So quite clear there I think. This is from the general conditions so would be standard in every AIB mortgage I would imagine. The special conditions lay out the particulars relavent to each individual loan.


----------



## olibau (22 Jul 2009)

If that wording had been on the Ulster bank offer i wouldn't be on this post right now.


----------



## raven (22 Jul 2009)

TheBigD said:


> Standard practice tbh. The rate of your mortgage is always the rate on offer at the time of drawdown, not at the time of loan offer.


True enough, and probably well known to people who are well acquanted to the business of buying and selling houses.

I think its fairly understandable on the part of the OP here that they were not aware that it is standard practice. Most of us after all, only buy/sell a house once or a few times in our lifetimes; so the majority of buyers would be totally unaware. 

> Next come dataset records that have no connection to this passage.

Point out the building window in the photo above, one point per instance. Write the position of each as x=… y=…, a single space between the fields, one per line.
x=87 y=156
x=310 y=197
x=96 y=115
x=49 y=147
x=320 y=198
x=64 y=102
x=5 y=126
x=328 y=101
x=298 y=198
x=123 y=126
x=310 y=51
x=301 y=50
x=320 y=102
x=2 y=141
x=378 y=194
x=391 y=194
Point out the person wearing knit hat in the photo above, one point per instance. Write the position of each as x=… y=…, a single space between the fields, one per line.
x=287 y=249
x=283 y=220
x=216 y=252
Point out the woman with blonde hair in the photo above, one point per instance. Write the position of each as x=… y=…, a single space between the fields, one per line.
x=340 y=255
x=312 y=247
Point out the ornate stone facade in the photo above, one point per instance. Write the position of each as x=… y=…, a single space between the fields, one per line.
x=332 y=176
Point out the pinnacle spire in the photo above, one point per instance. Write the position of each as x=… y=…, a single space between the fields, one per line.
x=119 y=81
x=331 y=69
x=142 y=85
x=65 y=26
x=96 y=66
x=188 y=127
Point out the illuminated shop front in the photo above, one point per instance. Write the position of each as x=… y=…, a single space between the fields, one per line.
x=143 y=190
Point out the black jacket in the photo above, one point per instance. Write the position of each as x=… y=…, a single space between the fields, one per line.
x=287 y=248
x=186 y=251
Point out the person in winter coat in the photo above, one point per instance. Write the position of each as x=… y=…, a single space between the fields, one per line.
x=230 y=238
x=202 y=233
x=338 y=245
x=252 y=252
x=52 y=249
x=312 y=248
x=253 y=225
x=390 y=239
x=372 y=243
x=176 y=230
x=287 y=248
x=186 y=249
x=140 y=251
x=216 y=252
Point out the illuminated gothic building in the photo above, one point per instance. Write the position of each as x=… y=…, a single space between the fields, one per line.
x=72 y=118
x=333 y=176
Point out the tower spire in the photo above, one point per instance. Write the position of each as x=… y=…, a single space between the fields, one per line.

I think Ulster Bank should have made this much clearer to the OP, and not just buried in unclear Ts and Cs.


----------



## TheBigD (22 Jul 2009)

I accept your point that people might not have experience of buying and selling, but I would have thought (and hoped) that as buying a property is the biggest expenditure a person will probably make that they'd approach it with due care and make sure they understand everything and seek professional advice if they are unsure.


----------



## busterh (29 Jul 2009)

Myself and my partner have just gone through this horrible situation ourselves. Last year we got a loan offer from first active for fixed rate for 5 years at 4.95%. As the interest rates were due to go up we were concerned about the rate going up, but the guy we were dealing with assured us they would hold it at the original rate once we got everything singned by a certain date - we did as he said. Once we started paying our monthly amount it was higher than we expected, we couldn't figure out what was wrong and got no answers from the bank. Last week we got our annual statement that had a rate of 5.9%! we were never informed of this change at the time or at any point during the year. Is there anything we can do as we were promised over the phone that the original rate would apply??


----------



## TheBigD (29 Jul 2009)

Again, check the wording of your contract. If it states the rate at drawdown applies then that is what is correct. A written signed contract would override a verbal agreement over the phone that has no record.


----------



## busterh (31 Jul 2009)

Yes we knew about that at the time and were concerned about it, but only went ahead beacause we were assured by the person at the branch that it would be held for us EVEN when the rate changed. His word obviously had no weight behind it but being trusting people we beleived him.


----------



## TheJackal (31 Jul 2009)

busterh said:


> Yes we knew about that at the time and were concerned about it, but only went ahead beacause we were assured by the person at the branch that it would be held for us EVEN when the rate changed. His word obviously had no weight behind it but being trusting people we beleived him.


 
Unfortunately, since it's not in writing I'm not sure you have recourse. Very bad form though.


----------